Prof. Dr. Fuat Sezgin'in izinde

İslam Bilim Tarihi konusunda bir ömür harcamış merhum Prof. Dr. Fuat Sezgin'in İstanbul Üniversitesi Türkiyat Enstitüsü Arap Dili ve Edebiyatı Bölümünde başlayan yüksek öğrenimi, hayatında ve fikirlerinde bir dönüm noktası olmuştu. Çünkü burada meşhur Alman Türkolog Prof. Dr. Helmut Ritter ile tanışmıştı.

İslam Bilim Tarihi Araştırmaları Vakfı'nın internet sitesinde (ibtav.org), Fuat Sezgin Hocamız, Hellmut Ritter ile tanışmasını şöyle anlatıyor:

"1943 yılında akrabalarımdan biri beni Edebiyat Fakültesi'ne götürdü. Halbuki ben mühendis olma sevdası peşindeydim. O zaman büyük bir Alman âlim vardı. Arapçayı çok iyi bilirdi.
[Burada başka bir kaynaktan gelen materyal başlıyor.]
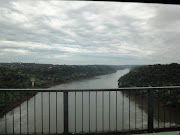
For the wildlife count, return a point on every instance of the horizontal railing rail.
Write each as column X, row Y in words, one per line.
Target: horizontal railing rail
column 54, row 111
column 85, row 90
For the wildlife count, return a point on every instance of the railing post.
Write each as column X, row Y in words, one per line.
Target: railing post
column 150, row 110
column 66, row 128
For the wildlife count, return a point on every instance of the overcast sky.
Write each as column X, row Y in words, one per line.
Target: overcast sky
column 79, row 32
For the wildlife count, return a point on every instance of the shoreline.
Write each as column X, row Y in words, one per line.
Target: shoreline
column 15, row 104
column 71, row 80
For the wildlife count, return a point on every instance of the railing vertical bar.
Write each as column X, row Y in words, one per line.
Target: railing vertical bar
column 116, row 110
column 5, row 112
column 142, row 107
column 13, row 110
column 150, row 110
column 89, row 112
column 49, row 114
column 123, row 111
column 164, row 108
column 176, row 120
column 34, row 112
column 96, row 111
column 75, row 112
column 103, row 111
column 20, row 111
column 135, row 109
column 82, row 113
column 129, row 110
column 66, row 120
column 170, row 110
column 56, row 111
column 109, row 111
column 27, row 114
column 158, row 108
column 42, row 109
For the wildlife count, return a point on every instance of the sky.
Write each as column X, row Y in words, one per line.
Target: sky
column 81, row 32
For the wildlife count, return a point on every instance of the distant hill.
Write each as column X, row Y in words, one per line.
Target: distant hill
column 18, row 75
column 152, row 75
column 121, row 67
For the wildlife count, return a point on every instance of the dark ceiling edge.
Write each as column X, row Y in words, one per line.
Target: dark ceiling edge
column 141, row 1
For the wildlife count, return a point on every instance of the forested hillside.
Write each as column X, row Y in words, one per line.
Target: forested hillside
column 18, row 75
column 154, row 76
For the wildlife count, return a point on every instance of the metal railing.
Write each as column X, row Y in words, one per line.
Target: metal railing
column 46, row 111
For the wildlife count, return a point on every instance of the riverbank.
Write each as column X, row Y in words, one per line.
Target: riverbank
column 13, row 104
column 71, row 80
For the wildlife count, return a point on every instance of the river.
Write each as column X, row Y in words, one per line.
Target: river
column 115, row 118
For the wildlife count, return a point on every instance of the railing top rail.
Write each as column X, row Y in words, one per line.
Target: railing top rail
column 87, row 90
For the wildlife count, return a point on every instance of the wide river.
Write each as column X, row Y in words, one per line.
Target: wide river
column 109, row 112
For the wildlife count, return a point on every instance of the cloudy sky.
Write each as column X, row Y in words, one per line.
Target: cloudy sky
column 79, row 32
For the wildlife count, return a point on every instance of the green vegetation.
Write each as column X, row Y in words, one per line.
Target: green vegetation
column 18, row 75
column 154, row 76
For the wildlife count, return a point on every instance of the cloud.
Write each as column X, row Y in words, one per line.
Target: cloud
column 77, row 32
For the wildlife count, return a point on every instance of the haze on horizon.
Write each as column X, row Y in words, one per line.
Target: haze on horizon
column 87, row 32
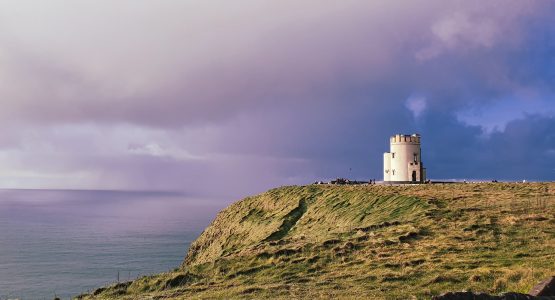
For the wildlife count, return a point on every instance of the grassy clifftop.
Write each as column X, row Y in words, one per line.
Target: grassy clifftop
column 393, row 242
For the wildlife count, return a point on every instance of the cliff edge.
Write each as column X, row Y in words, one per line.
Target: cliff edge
column 366, row 241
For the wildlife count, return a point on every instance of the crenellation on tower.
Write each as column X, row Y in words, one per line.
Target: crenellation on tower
column 403, row 163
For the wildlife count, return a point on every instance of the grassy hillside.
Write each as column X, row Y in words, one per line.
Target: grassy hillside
column 377, row 242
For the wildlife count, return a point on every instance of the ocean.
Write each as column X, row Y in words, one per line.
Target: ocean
column 63, row 243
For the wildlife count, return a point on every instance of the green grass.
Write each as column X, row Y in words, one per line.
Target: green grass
column 372, row 242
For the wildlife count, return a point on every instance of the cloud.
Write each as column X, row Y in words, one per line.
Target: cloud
column 228, row 99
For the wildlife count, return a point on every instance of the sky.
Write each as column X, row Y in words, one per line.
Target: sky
column 230, row 98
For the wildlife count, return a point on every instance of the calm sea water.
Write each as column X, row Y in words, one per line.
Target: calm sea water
column 66, row 242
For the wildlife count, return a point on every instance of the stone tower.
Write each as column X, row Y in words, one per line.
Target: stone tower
column 403, row 163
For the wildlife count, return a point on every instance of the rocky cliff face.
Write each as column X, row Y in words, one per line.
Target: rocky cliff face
column 371, row 242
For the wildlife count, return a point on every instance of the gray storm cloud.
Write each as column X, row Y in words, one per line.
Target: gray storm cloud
column 182, row 94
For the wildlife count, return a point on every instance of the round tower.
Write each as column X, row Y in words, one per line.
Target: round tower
column 403, row 164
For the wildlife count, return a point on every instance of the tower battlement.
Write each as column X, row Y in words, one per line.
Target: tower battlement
column 403, row 162
column 405, row 138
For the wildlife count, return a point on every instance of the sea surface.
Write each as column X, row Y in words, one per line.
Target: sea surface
column 63, row 243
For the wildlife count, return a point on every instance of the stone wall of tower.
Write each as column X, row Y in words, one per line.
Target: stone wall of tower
column 404, row 162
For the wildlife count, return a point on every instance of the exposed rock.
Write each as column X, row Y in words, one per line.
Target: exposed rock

Bana 'Seni onun seminerine götürmek istiyorum.' dedi. Ben de 'Gidelim' dedim ve o büyük âlimin seminerine gittim. O gün o büyük âlim beni adeta büyüledi. Ben artık mühendis olmayı veya başka bir mesleğin peşinde koşmayı kafamdan çıkardım. O büyük âlimin talebesi olmayı düşünüyordum.

Kayıt zamanı geçmişti ama gecikmeli de olsa dekana gittim. Bir şans eseri dekanın odasında bulunduğum sırada o büyük âlim de odaya girdi. İri yarı bir adamdı. Durdu. Dekanla konuşmamın bitmesini bekledi. Dekan ona 'Oo.. Ritter Bey…' dedi. 'Sizin talebeniz olma başvurusunda bulunan bir insanla konuşuyorum.' dedi. Hoca bana şöyle bir baktı, 'Galiba bu benim dünkü seminerimdeydi.' dedi. Onun seminerlerine sadece 3-4 kişi giderdi, zor bir adamdı. Seminerlerinden kaçardı talebeler. Çok zaman tek bir talebe olarak katıldığımı hatırlıyorum. Bana: 'Gelin biraz konuşalım. Çok zor bir şeye talipsiniz. Arapça öğrenmelisiniz. Ben de zor bir hocayım. Benim talebelerim hep benden kaçar, biliyor musunuz' dedi. 'Biliyorum, bana bunları anlattılar. Ben bunlara rağmen bu tehlikeye girmek istiyorum.' dedim. Güldü 'Peki' dedi. Böylece onun talebesi oldum.

Benim öğrenciliğim döneminde İstanbul Üniversitesinde bilim tarihi yoktu. Ancak, hocam Hellmut Ritter bana: 'Matematiği bırakma' dedi. Fen Fakültesi de zaten yanımızdaydı. 'Matematik bölümüne git, ders al, matematiği iyi öğren. Müslümanlardan da büyük matematikçiler yetişmişti' diye izahatta bulundu. Konuşma esnasında birkaç isim saydı: Harizmî, Ebu'l-Vefa Buzcanî, İbn Heysem, Birunî gibi. Bu isimler benim hiç bilmediğim, hatta duymadığım isimlerdi. Dehşete düştüm. Hocam halimi görünce: 'Bunlar ve daha pek çok isim, büyük âlimlerdi ve daha sonraki Avrupalı âlimlerle aynı seviyedeydiler; hatta yer yer onlardan üstündüler' diye açıkladı. O gün eve gittim. Çok zor, uykusuz bir gece geçirdim."